The NFL invited some notable names for the combine, and Kurihara’s sharp plays also impressed some of them. He said that he talked to Brady Quinn, a former quarterback for several NFL teams, including the Cleveland Browns, after the combine.

“We were done with everything and got on the bus back (to the hotel), and he came to me,” Kurihara said. “He was like, ‘You were great. Where are you playing?’ I think I was standing out that much. Otherwise he wouldn’t talk to me.”

Kurihara flew to Los Angeles a week before the combine, but he confessed that he was a little nervous as he hadn’t caught passes from Americans for a while. So he visited San Diego to practice with former UCLA quarterback Kevin Craft, his teammate at IBM.

Kurihara said that Craft would throw passes at him at full strength, which he usually doesn’t in games, and was a lion-hearted coach during their practices as he helped Kurihara prepare for the combine.

“I kept dropping his passes. It wasn’t enough to catch his passes by just making a pocket with my hands. I had to really seize the ball. That’s not the case with Japanese quarterbacks, though,” Kurihara said. “But it really helped. I was able to follow (the passes at the combine) with my eyes.”

Kurihara was accepted for the combine mainly because he had participated in mini camps for the Baltimore Ravens the last two springs. But he was perhaps a different receiver than he was in the past, this time more of a complete, better athlete.

Kurihara has also been testing himself outside of football recently.

Since late last year, he’s been training with some elite Japanese track athletes, such as Ryota Yamagata (100 meters), Shota Iizuka (200 meters) and Yuzo Kanemaru (400 meters), in an attempt to increase his speed.

Through a contact of former star rugby player Daisuke Ohata, Kurihara has also participated in training camps with Japan’s national Rugby Sevens team.

Kurihara, who began playing football in high school, thought that he would raise his level as an athlete by working on different sports in the hope of getting a better chance to open the door to the NFL, which hasn’t been done by any Japanese player.

He feels his performance at the combine was better than he had done in the past, and not just because of his 40 time.

Kurihara said, for example, that he was able to run accurate post corner routes while many others couldn’t.

“You have to run at full speed and change direction toward a corner with one step, which they struggled to do, and then they couldn’t catch passes with the right timing from the quarterbacks,” he said. “I was aware of running the routes accordingly with the cones that were put on the field with the shortest distances. I think I was the best in terms of running precise routes.

“I don’t know if my rugby training helped or if my track training helped clearly, but I believe that (trying different sports) gave me nothing but help.”
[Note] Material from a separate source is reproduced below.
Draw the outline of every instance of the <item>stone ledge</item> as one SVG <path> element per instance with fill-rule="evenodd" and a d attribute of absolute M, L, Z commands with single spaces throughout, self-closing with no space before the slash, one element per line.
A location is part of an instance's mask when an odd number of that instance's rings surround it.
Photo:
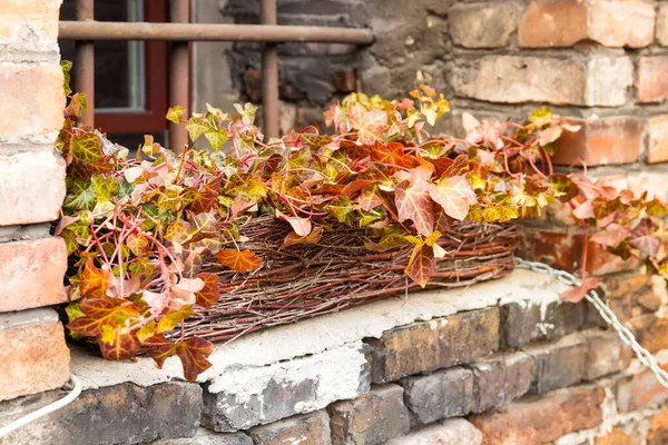
<path fill-rule="evenodd" d="M 413 294 L 406 301 L 391 298 L 328 314 L 294 325 L 278 326 L 249 334 L 236 342 L 218 344 L 209 357 L 213 367 L 198 382 L 210 382 L 215 388 L 227 373 L 243 368 L 267 366 L 307 355 L 352 345 L 363 338 L 380 338 L 385 330 L 429 322 L 459 312 L 481 309 L 511 301 L 527 301 L 540 306 L 559 300 L 567 288 L 550 276 L 528 270 L 515 270 L 511 276 L 478 284 L 469 288 L 425 290 Z M 72 347 L 72 373 L 79 376 L 84 388 L 118 385 L 125 382 L 150 386 L 174 378 L 183 379 L 180 364 L 168 358 L 157 369 L 150 358 L 137 363 L 107 362 L 90 355 L 89 350 Z M 223 380 L 218 380 L 223 378 Z M 215 389 L 214 389 L 215 390 Z"/>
At the Ravens mini camps he went to, Kurihara was a total stranger who nothing was expected of, and if he were to get any attention, he would have to prove he could contribute as a special teams player as well. But after a successful performance at the Veteran Combine, he thinks he now could be considered as a wide receiver a bit more too.

“That I’d have to contribute on special teams — that hasn’t changed,” Kurihara said. “But at this combine, I was able to show my speed and put up a performance, like my accurate route running, quickness, having good hands, and whether you can catch the ball with your hands, at a higher level.”